Tourists. Tourists everywhere. On the streets, at Piazza San Marco, on the gondolas, in the churches. Everywhere. The city is extremely crowded, even in low-season. So much so that at certain times of the day the police have to make sure the masses can pass through the narrow alleys. Venice is a pulsing with life, but if you’re dreaming of taking photos of tranquil Venetian scenery, you might find it’s not that easy.  But, there is definitely a way to take some impressive shots. Here’s how.

Find the right time

Most of the tourists don’t actually stay in Venice overnight. The majority of the visitors stop over in the city only for a day. They arrive on buses at Piazza die Roma or by ship at one of the water-bus stops, march to the major sights and leave again in the evening. Those who do have more time usually opt in for accommodation in Mestre from where they can get to Venice in roughly 30 minutes.
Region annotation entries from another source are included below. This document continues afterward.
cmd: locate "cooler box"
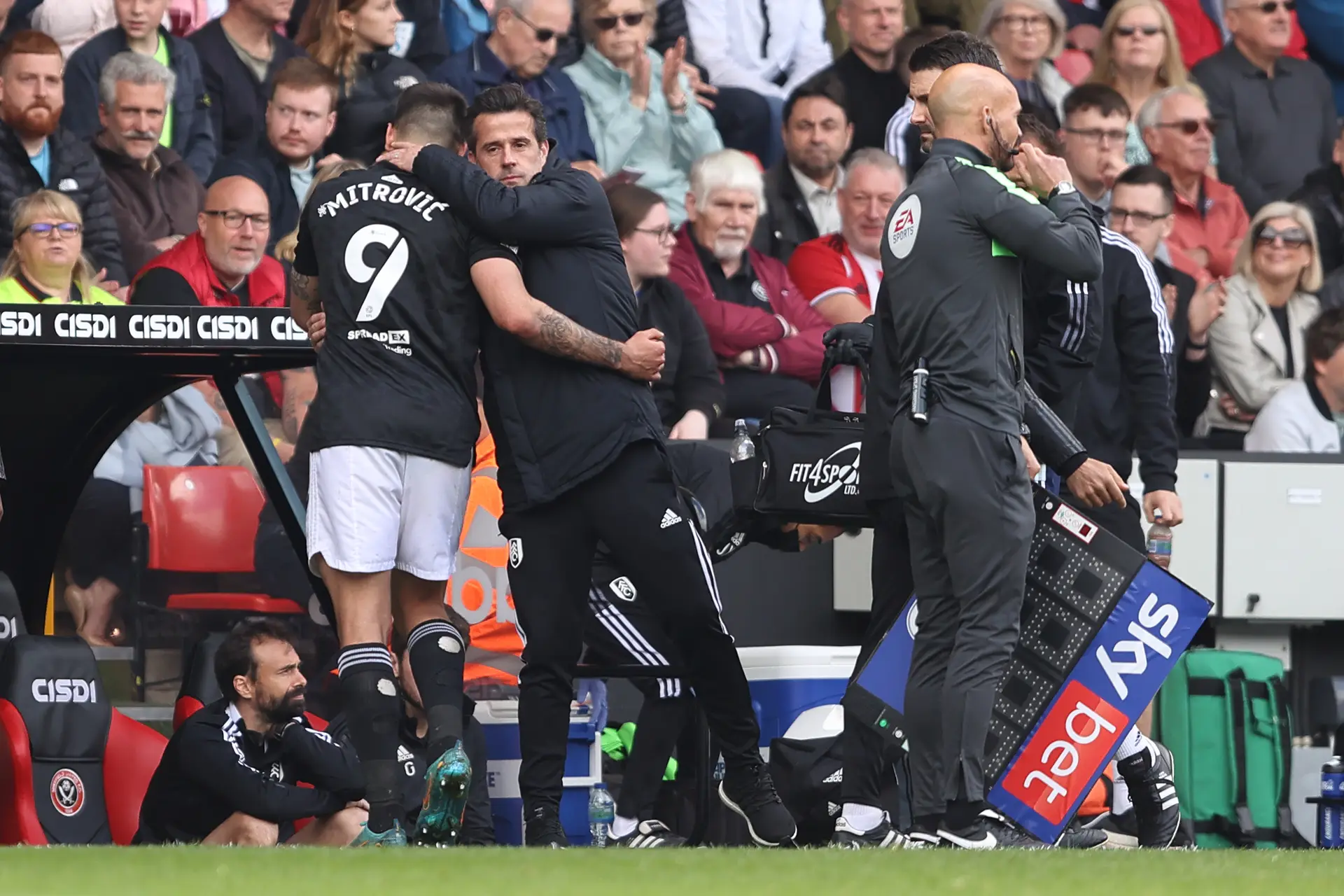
[476,700,602,846]
[738,645,859,748]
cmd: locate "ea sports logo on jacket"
[51,769,85,818]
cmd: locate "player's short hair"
[910,31,1004,73]
[1306,307,1344,361]
[1017,111,1063,156]
[606,184,666,239]
[270,57,340,110]
[215,620,294,700]
[1112,165,1176,212]
[780,69,852,126]
[466,85,546,152]
[393,80,466,150]
[98,50,177,108]
[0,29,66,78]
[1065,80,1130,121]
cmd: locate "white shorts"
[308,444,472,582]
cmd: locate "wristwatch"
[1046,180,1078,202]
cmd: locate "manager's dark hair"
[1306,307,1344,361]
[606,184,666,239]
[466,85,546,152]
[781,69,852,126]
[1065,82,1130,121]
[393,80,466,150]
[910,31,1004,74]
[215,620,294,700]
[1112,165,1176,211]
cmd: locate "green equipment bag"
[1156,649,1308,849]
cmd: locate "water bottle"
[729,421,755,463]
[1148,510,1172,570]
[589,783,615,848]
[1316,756,1344,849]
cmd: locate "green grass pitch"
[0,846,1344,896]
In practical terms this means that the early morning hours before 9am and the late evenings are somewhat less crowded. Mind you, some day trippers from overseas believe Venice is something like Disneyland; opening and closing at certain times. To our great pleasure, Venice is open 24/7, though make sure not to miss your last bus or boat to get back to your accommodation.

Sunsets and sunrise times are always providing you with the best light conditions for stunning images. During sunset, the edge of Piazza San Marco facing the sea will be packed with people. Be there about an hour before the sun starts to sink lower on the horizon to secure a good spot for your tripod. Of course sunset and sunrise times depend on the season, so make sure you check them in advance to plan your shooting.

Experiment with long exposure

Long exposure is my absolute favourite technique. If you’re not yet acquainted with the method, this is the right time to give it a try. In simple terms long exposure photography uses a slow shutter speed, in landscape photography anything from a few seconds to several minutes, in order to capture not only more light and more detail in your images, but to blur the motion of moving elements.You will certainly need to master this method if you wish to shoot in low-light conditions, but it is equally great for day-time photos. For the latter you’ll need a ten-stop neutral density filter (ND1000) that will block out light so that you can expand the exposure time. A tripod is absolutely inevitable.

There’s a great deal of things you can use this technique for. Among others, you can visualise movement in a static photo, smooth out water, boost reflections, blur clouds, capture light trails and dramatic sunsets, or blend out people. However, don’t forget that long exposure takes much more time than a simple click. You need to be able to use the manual mode of your camera and should make sure that your composition is perfect before you start recording your image.

Shoot at iconic locations

Venice is definitely magical. It has an undeniable charm in its organised disorder. This is what we all love about Venice. Its distinct architecture, its delightfully chaotic street plan, its narrow alleys and hidden squares, its unique gondolas, its carnival colours. Take photos of all. Look for motives and you’ll find them at every corner. Shoot at popular sights and find your own perspective. There are endless opportunities for street photography, to photograph gondolas, to capture movement.

If in Venice, however, and you happen to have more time. Take one of the water buses and head towards the other islands too. Burano will surprise you with its colourful houses, less crowded streets, abandoned boats, and more visible locals.